From the time we entered the stockmarket, all of us have been taught that “if everyone knows that the stock is a BUY then that info is fully factored in the stock price and you can’t make money”. But if that is the case then how is that “momentum investing – which is betting that the stock market’s recent winners will remain winners in the near term and, likewise, that the recent losers will remain losers” – works.

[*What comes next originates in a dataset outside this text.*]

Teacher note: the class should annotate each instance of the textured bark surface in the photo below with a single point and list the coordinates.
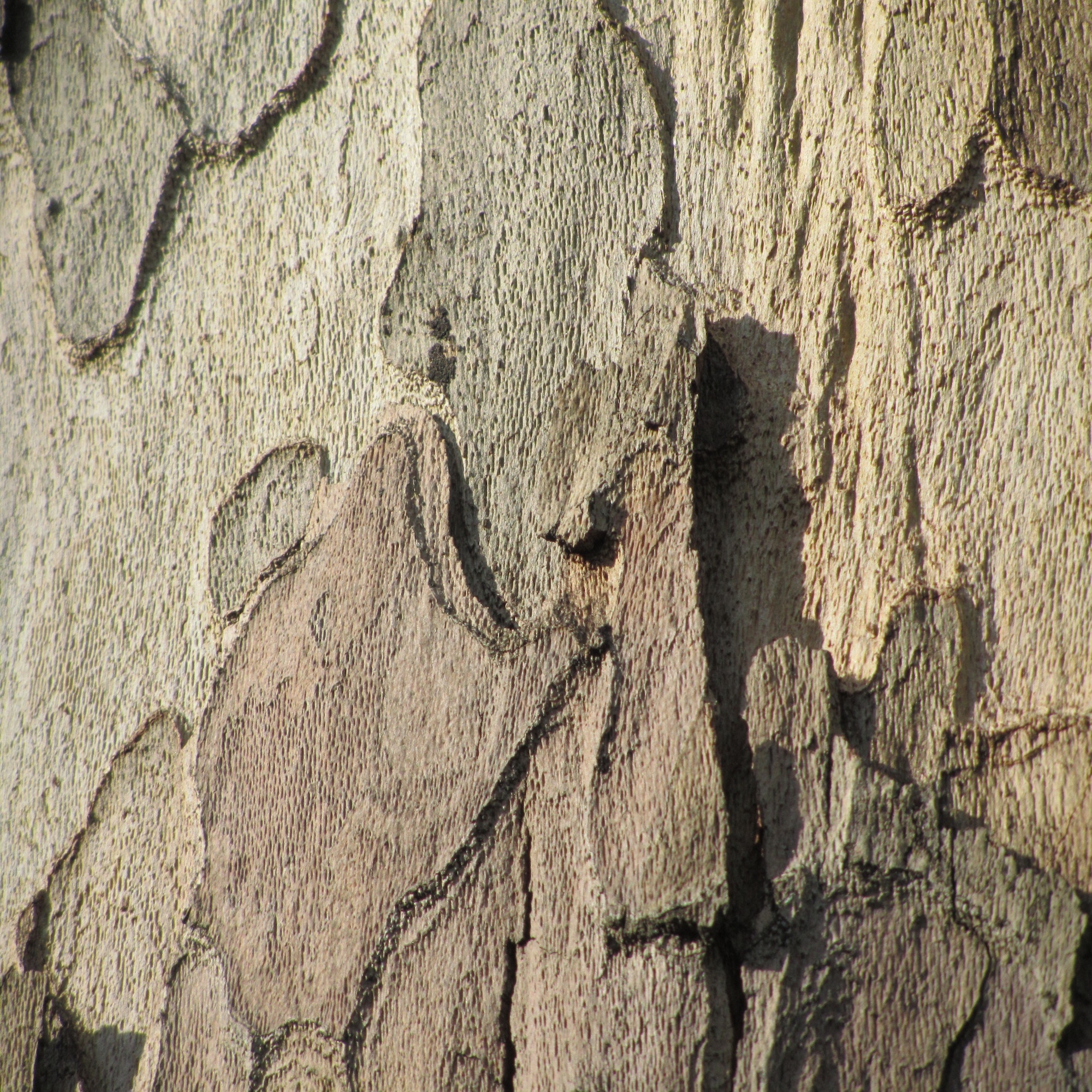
(547, 547)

In 1993 a pioneering study published in the Journal of Finance by Narasimhan Jegadeesh and Sheridan Titman, both at UCLA Anderson at the time, showed that “buying recent stock winners and selling recent losers generated significantly higher near-term returns than the U.S. market overall from 1965 to 1989.” However, Jegadeesh & Titman did not explain in that piece why momentum investing works
UCLA Anderson’s Avanidhar Subrahmanyam has had a crack at laying out some of the reasons why momentum investing works in his August 2018 paper for the Pacific-Basin Finance Journal.
“In his research into 25 years of academic literature on momentum, Subrahmanyam found that many of the rationales presented for the strategy’s success fall into one of two behavioral categories: Investors either overreact to important information, or they underreact to it. Because, after all, we’re only human.”
For example, we underreact to momentum because some stocks rise slowly & gradually. At a psychological level, it appears that our brain does not lock-into these winners early enough and discount the entire upside that can accrue in the future. Another example of a psychological bias which could cause momentum is if a stock has been doing well in our portfolio, we become wedded to it and fail to discount bad news on the company efficiently (our brain does not place a high enough emphasis on the bad news).
Leaving aside psychology, another reason momentum investing might be so successful is risk premia i.e. the upside we get from momentum investing is the return we get from buying a risky stock.
All of this being said, even Subrahmanyam concludes that the consistent & puzzling success of momentum investing is perhaps the greatest challenge to Eugene Fama’s “efficient markets” theory.